The only places where the different people from the industry, affiliates/publishers, merchants/advertisers, networks and 3rd party vendors and service providers like outsources program managers come together at one location are either online forums and industry trade shows. The forums are free and even small affiliates can have a big voice at places like that, which is supported by the anonymity that is provided by those platforms. Trade shows are not anonymous, but a large number, in fact the greater number (quantitative) of affiliates is not able to attend those events for financial reasons. Only performing affiliates can afford the often hefty price tags for the event passes or get it sponsored by an advertisers they promote.
Training and certification
There are no industry standards for training and certification in affiliate marketing. There are training courses and seminars that result in certifications. Some of them are also widely accepted, which is mostly because of the reputation of the person or company who is issuing the certification. Affiliate marketing is also not a subject taught in universities. Only few college teachers work with internet marketers to introduce the concept of affiliate marketing to students majoring in marketing for example.
Education happens mostly in "real life" by just doing it and learning the details as you go. There are a number of books available, but readers have to watch out, because some of the so-called "how-to" or "silver bullet" books teach how to manipulate holes in the Google algorithm, which can quickly become out of date or that advertisers no longer permit some of the strategies endorsed in the books.

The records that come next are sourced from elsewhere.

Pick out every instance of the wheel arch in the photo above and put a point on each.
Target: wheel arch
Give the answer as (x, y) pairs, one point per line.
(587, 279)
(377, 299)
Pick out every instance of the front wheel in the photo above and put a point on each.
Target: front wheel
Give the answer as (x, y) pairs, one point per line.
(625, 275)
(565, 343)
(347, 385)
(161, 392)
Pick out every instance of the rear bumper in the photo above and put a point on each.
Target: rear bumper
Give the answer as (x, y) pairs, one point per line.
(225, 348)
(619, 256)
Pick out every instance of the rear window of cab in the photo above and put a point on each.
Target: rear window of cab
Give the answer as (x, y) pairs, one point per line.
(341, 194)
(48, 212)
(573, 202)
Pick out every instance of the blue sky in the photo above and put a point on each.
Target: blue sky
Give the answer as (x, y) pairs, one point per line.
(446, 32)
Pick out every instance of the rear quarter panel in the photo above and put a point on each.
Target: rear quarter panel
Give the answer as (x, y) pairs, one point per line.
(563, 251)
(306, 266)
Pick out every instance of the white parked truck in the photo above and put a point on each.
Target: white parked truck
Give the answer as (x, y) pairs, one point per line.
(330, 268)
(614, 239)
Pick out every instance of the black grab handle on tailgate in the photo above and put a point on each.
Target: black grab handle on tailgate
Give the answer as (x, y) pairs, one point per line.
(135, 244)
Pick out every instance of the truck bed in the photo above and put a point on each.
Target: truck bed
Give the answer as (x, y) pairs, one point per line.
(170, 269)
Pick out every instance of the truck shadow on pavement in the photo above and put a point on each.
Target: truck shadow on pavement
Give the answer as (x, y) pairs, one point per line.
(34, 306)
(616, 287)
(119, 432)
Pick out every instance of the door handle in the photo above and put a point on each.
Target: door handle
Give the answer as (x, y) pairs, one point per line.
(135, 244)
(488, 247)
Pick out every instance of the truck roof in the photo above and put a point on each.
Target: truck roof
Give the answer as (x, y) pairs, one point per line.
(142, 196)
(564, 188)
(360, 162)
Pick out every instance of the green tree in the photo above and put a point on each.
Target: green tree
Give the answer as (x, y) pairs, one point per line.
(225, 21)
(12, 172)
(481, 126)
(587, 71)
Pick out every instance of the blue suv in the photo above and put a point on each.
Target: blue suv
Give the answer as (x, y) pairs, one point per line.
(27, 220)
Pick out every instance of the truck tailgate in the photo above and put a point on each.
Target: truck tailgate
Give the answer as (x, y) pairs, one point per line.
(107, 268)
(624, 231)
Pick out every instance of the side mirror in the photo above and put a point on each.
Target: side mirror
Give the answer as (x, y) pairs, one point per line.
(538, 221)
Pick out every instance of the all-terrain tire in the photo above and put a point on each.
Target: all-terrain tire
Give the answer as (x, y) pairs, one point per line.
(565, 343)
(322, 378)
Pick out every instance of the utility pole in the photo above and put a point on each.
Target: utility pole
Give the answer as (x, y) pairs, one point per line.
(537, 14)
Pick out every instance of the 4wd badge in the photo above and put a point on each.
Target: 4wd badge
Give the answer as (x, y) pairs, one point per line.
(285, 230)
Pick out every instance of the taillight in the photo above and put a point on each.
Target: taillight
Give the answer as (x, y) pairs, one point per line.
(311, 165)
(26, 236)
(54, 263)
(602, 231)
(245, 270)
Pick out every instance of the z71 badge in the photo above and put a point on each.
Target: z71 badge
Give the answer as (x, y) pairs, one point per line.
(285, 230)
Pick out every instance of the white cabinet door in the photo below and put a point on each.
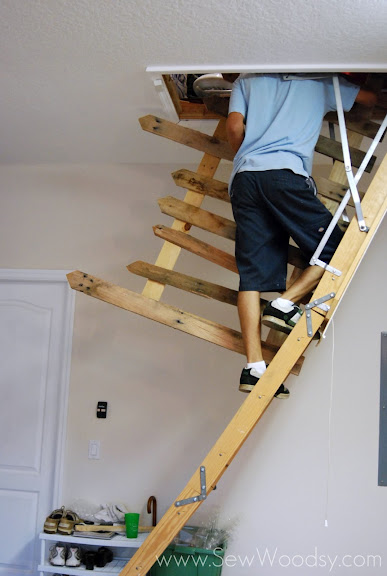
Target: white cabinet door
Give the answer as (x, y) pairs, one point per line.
(36, 318)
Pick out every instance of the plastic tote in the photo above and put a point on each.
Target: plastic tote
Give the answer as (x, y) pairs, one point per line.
(188, 561)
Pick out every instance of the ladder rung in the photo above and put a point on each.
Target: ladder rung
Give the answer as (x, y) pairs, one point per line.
(215, 147)
(363, 127)
(167, 315)
(196, 246)
(215, 255)
(333, 190)
(187, 137)
(333, 149)
(184, 282)
(204, 185)
(198, 217)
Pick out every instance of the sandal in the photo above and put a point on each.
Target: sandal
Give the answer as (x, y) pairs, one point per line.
(66, 524)
(52, 521)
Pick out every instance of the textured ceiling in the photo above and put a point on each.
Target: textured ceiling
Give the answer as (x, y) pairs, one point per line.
(72, 72)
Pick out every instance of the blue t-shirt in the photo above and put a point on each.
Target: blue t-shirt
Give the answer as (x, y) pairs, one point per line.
(283, 119)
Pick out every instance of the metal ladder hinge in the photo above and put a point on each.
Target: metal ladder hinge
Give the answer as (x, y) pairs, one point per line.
(319, 303)
(203, 491)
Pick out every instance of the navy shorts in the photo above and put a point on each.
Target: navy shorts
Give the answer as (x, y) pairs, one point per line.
(270, 207)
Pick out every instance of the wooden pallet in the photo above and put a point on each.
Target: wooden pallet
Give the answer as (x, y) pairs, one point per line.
(284, 354)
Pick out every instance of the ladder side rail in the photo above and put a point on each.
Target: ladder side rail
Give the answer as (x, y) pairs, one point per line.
(315, 258)
(351, 250)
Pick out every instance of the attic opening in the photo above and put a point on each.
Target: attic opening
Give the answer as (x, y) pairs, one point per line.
(187, 96)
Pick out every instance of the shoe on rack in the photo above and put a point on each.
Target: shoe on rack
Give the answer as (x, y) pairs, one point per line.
(89, 559)
(58, 555)
(280, 320)
(52, 521)
(73, 556)
(249, 378)
(104, 556)
(67, 522)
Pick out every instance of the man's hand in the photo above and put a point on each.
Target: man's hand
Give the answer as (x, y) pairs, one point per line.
(235, 130)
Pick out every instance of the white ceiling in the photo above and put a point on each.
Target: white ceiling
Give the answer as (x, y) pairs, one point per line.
(73, 80)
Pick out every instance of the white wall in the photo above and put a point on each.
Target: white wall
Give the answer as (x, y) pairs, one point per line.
(170, 395)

OPM companies usually mix formal with informal training, and do a lot of their training through group collaboration and brainstorming. Companies also try to send each marketing employee to the industry conference of their choice.
Other resources used include web forums, blogs, podcasts, video seminars and specialty websites that try to teach individuals to learn affiliate marketing, such as Affiliate Classroom, whose founder Anik Singal won the first place and $15,000 in the Young Alumni Category of the University of Maryland $50K Business Plan Competition in 2006.
Affiliate Summit is the largest conference in the industry, and it is not run by any of the Affiliate networks, many of which run their own annual events.
Code of Conduct
Main article: Code of Conduct (affiliate marketing)
A Code of Conduct was released by the affiliate networks Commission Junction/BeFree and Performics on December 10 2002. It was created to guide practices and adherence to ethical standards for online advertising.